On January 18, 1967, Albert DeSalvo was jailed for life after being found guilty of assault and armed robbery. The fact that no corroborative evidence to support his confession could be provided in court, meant that he was never formally charged with being “The Boston Strangler”. Because the jury believed that he was legally sane, DeSalvo would serve his sentence in prison, rather than his preferred psychiatric hospital.
Albert DeSalvo was serving his life sentence in Walpole State Prison, a maximum security facility now known as MCI-Cedar Junction. In 1973, he called two people – a man called Robey who had worked on The Strangler case – and a reporter. He asked them to meet with him at the prison the next day. He said he could not carry on any longer and he was going to tell them who “The Boston Strangler” really was.
That night, Albert DeSalvo was stabbed to death.
Robey said “He had asked to be placed in the infirmary under special lockup about a week before. Something was going on within the prison, and I think he felt he had to talk quickly.
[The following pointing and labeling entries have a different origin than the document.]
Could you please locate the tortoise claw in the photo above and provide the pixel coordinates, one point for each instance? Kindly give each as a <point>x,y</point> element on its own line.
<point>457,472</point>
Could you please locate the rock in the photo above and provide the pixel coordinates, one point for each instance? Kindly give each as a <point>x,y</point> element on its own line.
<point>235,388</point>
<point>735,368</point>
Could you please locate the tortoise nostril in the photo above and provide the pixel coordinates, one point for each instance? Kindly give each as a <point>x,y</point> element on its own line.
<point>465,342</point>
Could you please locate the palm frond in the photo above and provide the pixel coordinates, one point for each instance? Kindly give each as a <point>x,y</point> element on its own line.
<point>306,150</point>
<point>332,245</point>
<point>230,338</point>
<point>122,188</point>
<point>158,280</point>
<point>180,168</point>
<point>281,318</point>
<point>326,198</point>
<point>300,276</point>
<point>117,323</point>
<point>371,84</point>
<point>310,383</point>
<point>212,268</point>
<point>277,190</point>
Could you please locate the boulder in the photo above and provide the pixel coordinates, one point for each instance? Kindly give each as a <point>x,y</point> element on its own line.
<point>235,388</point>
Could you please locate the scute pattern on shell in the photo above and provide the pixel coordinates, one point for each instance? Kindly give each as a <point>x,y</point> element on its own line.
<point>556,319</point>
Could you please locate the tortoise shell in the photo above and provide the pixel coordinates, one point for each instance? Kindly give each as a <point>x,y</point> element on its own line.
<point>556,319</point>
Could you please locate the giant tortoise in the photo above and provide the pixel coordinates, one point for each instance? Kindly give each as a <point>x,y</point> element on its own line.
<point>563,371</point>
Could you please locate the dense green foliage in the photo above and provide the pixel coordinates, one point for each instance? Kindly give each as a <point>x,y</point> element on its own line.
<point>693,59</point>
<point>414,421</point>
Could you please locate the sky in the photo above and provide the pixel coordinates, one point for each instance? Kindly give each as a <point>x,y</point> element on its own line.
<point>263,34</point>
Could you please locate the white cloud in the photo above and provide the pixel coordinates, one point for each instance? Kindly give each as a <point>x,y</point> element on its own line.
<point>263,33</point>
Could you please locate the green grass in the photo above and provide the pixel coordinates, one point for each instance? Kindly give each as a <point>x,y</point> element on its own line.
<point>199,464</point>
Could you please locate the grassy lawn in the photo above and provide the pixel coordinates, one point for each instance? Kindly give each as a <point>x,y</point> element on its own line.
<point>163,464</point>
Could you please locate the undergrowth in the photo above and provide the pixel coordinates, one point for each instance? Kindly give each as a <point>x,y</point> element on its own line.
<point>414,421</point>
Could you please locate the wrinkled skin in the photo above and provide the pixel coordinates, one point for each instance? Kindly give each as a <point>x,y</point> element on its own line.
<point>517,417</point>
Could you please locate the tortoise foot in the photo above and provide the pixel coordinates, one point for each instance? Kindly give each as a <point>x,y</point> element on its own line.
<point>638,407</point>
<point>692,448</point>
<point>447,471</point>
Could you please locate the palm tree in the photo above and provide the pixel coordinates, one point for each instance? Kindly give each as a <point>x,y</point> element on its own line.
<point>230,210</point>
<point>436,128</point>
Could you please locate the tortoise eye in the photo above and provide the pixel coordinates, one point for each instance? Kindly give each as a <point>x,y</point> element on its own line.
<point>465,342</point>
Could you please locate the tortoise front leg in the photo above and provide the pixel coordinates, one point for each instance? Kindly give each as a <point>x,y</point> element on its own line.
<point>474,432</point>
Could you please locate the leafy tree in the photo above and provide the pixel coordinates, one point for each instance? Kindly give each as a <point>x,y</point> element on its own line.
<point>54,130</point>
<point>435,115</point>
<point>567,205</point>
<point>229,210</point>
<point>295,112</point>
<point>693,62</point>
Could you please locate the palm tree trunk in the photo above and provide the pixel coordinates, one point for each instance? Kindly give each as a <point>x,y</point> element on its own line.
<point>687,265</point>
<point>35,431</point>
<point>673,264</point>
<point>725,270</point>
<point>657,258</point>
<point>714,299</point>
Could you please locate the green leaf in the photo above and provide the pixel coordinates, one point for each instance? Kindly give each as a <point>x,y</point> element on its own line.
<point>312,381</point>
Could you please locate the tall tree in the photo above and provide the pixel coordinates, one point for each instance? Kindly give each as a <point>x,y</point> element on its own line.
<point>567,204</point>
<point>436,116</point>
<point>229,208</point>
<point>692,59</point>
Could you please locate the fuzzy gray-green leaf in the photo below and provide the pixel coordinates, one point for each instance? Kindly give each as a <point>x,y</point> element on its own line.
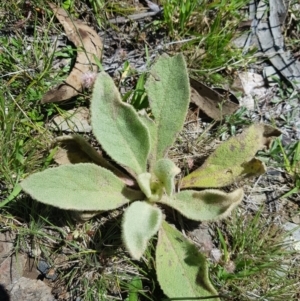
<point>140,222</point>
<point>166,170</point>
<point>182,271</point>
<point>79,187</point>
<point>117,127</point>
<point>205,205</point>
<point>168,91</point>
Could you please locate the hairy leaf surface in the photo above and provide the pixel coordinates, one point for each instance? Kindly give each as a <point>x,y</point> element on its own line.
<point>166,170</point>
<point>206,205</point>
<point>140,222</point>
<point>82,186</point>
<point>117,126</point>
<point>168,91</point>
<point>233,159</point>
<point>181,270</point>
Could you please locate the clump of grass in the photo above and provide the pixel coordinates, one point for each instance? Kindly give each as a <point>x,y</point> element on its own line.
<point>207,30</point>
<point>257,261</point>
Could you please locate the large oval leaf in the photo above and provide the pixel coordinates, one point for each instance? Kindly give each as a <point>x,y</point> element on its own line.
<point>117,126</point>
<point>83,186</point>
<point>140,222</point>
<point>234,159</point>
<point>181,270</point>
<point>205,205</point>
<point>168,91</point>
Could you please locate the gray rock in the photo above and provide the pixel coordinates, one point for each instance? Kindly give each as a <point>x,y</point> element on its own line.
<point>76,120</point>
<point>31,290</point>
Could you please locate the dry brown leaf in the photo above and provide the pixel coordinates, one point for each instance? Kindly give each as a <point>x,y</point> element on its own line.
<point>210,101</point>
<point>89,46</point>
<point>75,149</point>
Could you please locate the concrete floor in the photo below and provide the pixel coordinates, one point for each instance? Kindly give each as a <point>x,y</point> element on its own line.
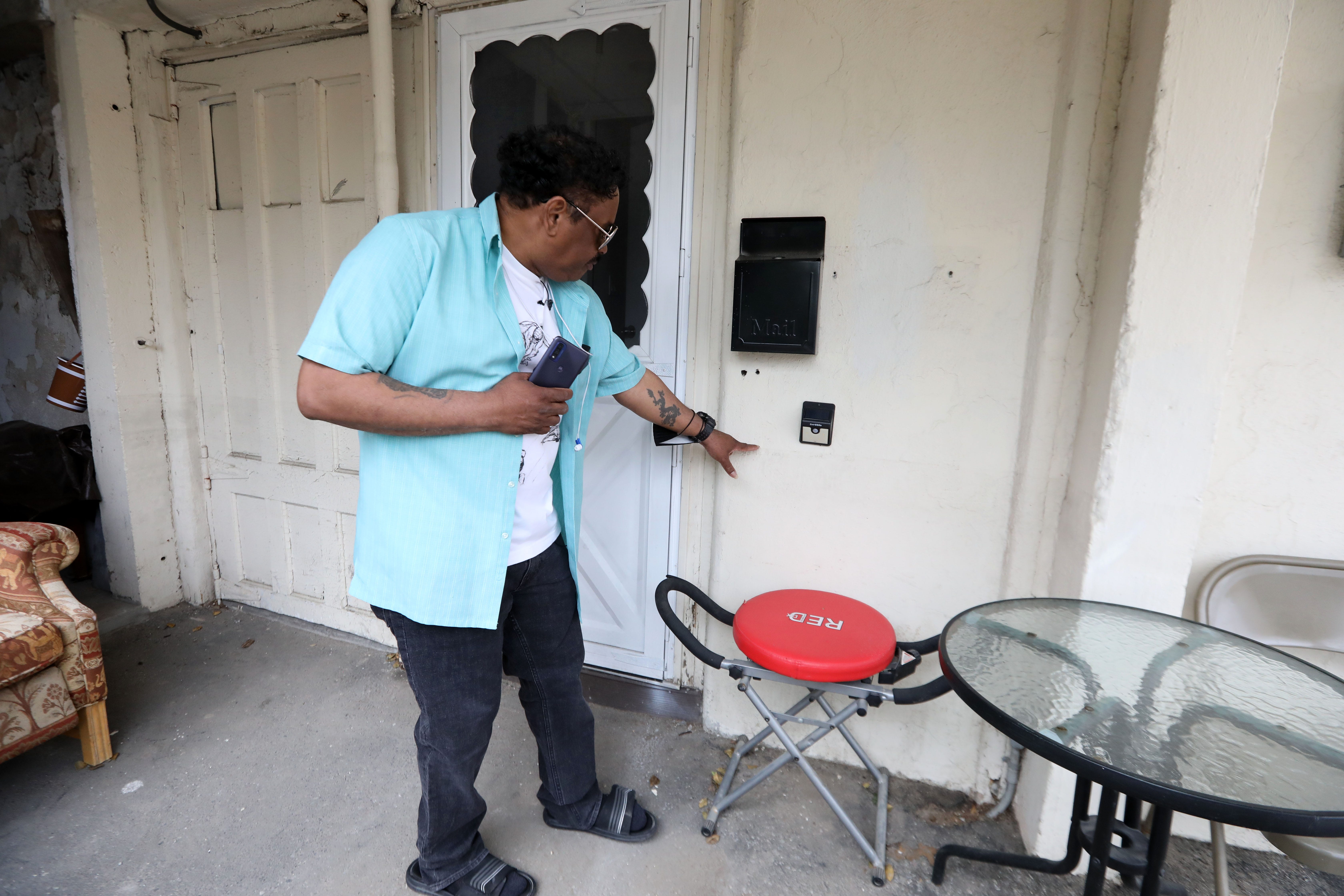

There were people in the prison, including guards, that were not happy with him…Somebody had to leave an awful lot of doors open, which meant, because there were several guards one would have to go by, there had to be a fair number of people paid or asked to turn their backs or something. But somebody put a knife into Albert DeSalvo’s heart sometime between evening check and the morning.”
In December 2001, Albert DeSalvo’s body was exhumed and DNA samples taken. These were then checked against tiny samples of DNA taken from one of the murder victims. They did not match.
Albert DeSalvo was a burglar, a rapist and a braggart, and would today have received treatment for what would be recognised as a sex addiction. However, in spite of all his machinations, all the evidence points to one startling fact. He was not, and is not, a killer.
A few years before his death, Albert DeSalvo wrote this poem. Perhaps he had realised the true ramifications of holding up his hands to a crime he did not commit and was sick of prison life.
Here is the story of the Strangler, yet untold,
The man who claims he murdered thirteen women,
young and old.
The elusive Strangler, there he goes,
Where his wanderlust sends him, no one knows
He struck within the light of day,
Leaving not one clue astray.
Young and old, their lips are sealed,
Their secret of death never revealed.
Even though he is sick in mind,
He’s much too clever for the police to find.
To reveal his secret will bring him fame,
But burden his family with unwanted shame.
Today he sits in a prison cell,
Deep inside only a secret he can tell.
People everywhere are still in doubt,
Is the Strangler in prison or roaming about?